THE BATTLE OF LAKE CHAMPLAIN.
Drawn by Henry Reuterdahl.[ToList]
Few combats have been more resolutely contested. The "Saratoga" had fifty-five round shot in her hull; the "Confiance," one hundred and five.[435] Of the American crew of two hundred and ten men, twenty-eight were killed and twenty-nine wounded. The British loss is not known exactly. Robertson reported that there were thirty-eight bodies sent ashore for interment, besides those thrown overboard in action. This points to a loss of about fifty killed, and James states the wounded at about sixty; the total was certainly more than one hundred in a ship's company of two hundred and seventy.
There was reason for obstinacy, additional to the natural resolution of the parties engaged. The battle of Lake Champlain, more nearly than any other incident of the War of 1812, merits the epithet "decisive." The moment the issue was known, Prevost retreated into Canada; entirely properly, as indicated by the Duke of Wellington's words before and after. His previous conduct was open to censure, for he had used towards Captain Downie urgency of pressure which induced that officer to engage prematurely; "goaded" into action, as Yeo wrote. Before the usual naval Court Martial, the officers sworn testified that Downie had been led to expect co-operation, which in their judgment would have reversed the issue; but that no proper assault was made. Charges were preferred, and Prevost was summoned home; but he died before trial. There remains therefore no sworn testimony on his side, nor was there any adequate cross-examination of the naval witnesses. In the judgment of the writer, it was incumbent upon Prevost to assault the works when Downie was known to be approaching, with a fair wind, in the hope of driving the American squadron from its anchors to the open lake, where the real superiority of the British could assert itself.[436]

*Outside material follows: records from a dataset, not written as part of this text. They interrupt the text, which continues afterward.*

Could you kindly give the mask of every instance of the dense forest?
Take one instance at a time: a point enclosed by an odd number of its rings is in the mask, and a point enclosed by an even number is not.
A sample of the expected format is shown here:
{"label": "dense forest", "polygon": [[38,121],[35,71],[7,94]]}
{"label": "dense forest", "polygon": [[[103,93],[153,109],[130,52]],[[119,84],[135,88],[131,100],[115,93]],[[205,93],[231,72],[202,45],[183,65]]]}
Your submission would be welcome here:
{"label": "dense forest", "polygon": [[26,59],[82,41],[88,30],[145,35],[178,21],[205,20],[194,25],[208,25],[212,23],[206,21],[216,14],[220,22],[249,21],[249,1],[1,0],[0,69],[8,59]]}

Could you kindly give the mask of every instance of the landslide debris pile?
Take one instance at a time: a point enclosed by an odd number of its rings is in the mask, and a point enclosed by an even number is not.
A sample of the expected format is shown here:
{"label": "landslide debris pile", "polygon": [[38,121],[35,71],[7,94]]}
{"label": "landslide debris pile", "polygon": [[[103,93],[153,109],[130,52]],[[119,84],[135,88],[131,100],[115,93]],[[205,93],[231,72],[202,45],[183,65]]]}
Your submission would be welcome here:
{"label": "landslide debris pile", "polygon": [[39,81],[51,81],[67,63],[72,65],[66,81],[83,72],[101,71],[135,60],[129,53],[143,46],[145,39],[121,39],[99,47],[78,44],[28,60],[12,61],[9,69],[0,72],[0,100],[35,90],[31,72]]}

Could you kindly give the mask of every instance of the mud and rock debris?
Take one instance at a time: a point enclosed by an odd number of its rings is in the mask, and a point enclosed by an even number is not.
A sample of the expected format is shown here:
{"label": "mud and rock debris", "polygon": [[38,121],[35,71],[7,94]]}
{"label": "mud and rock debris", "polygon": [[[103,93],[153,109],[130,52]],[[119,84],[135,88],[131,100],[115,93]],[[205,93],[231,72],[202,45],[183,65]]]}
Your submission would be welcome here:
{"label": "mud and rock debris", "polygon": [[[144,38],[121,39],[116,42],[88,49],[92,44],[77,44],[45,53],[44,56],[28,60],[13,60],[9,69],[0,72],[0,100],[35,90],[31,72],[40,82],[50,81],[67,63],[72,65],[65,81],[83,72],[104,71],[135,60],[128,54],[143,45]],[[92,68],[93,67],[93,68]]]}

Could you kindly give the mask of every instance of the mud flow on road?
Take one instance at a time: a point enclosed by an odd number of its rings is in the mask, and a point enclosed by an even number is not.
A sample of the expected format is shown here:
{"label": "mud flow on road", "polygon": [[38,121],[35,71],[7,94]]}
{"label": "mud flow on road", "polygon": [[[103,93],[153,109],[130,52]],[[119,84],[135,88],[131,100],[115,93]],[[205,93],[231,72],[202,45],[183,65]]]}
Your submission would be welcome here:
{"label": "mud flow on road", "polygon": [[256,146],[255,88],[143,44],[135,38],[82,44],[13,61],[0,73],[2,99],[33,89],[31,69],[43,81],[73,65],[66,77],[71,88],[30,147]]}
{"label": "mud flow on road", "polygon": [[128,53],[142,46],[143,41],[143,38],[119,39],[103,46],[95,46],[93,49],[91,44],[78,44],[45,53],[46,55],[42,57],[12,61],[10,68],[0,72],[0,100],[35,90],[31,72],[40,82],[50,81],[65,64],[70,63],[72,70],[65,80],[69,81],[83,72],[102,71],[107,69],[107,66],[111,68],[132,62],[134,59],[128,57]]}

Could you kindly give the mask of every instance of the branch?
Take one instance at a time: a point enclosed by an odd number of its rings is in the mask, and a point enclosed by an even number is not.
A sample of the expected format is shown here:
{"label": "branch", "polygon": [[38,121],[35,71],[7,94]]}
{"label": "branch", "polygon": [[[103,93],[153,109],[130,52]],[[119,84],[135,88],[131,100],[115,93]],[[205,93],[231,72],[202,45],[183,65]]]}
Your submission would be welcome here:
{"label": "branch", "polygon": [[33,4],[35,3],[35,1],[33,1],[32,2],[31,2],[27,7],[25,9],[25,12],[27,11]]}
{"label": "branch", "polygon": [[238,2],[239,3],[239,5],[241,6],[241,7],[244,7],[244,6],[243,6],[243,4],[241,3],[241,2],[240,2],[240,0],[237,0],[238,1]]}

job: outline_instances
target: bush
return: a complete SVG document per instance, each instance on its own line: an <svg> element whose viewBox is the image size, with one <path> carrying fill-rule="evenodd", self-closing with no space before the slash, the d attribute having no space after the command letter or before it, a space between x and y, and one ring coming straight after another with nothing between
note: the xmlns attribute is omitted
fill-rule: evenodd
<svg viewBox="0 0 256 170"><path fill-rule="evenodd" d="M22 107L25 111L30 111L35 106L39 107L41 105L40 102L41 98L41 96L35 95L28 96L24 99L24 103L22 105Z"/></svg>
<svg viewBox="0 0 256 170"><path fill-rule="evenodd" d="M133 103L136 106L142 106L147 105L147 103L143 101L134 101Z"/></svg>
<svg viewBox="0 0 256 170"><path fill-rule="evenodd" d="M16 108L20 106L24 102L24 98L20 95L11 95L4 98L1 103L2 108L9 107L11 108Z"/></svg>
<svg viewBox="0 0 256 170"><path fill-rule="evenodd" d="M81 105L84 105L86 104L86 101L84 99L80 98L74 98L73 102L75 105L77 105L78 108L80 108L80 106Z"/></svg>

Castlereagh's "chances of the campaign" had gone so decidedly against the British that no ground was left to claim territorial adjustments. To effect these the war must be continued; and for this Great Britain was not prepared, nor could she afford the necessary detachment of force. In the completeness of Napoleon's downfall, we now are prone to forget that remaining political conditions in Europe still required all the Great Powers to keep their arms at hand.
The war was practically ended by Prevost's retreat. What remained was purely episodical in character, and should be so regarded. Nevertheless, although without effect upon the issue, and indeed in great part transacted after peace had been actually signed, it is so directly consecutive with the war as to require united treatment.
Very soon after reaching Bermuda, Vice-Admiral Cochrane, in pursuance of the "confidential communications with which he was charged," the character of which, he intimated to Warren,[437] was a reason for expediting the transfer of the command, despatched the frigate "Orpheus" to the Appalachicola River to negotiate with the Creek and other Indians. The object was to rouse and arm "our Indian allies in the Southern States," and to arrange with them a system of training by British officers, and a general plan of action; by which, "supporting the Indian tribes situated on the confines of Florida, and in the back parts of Georgia, it would be easy to reduce New Orleans, and to distress the enemy very seriously in the neighboring provinces."[438]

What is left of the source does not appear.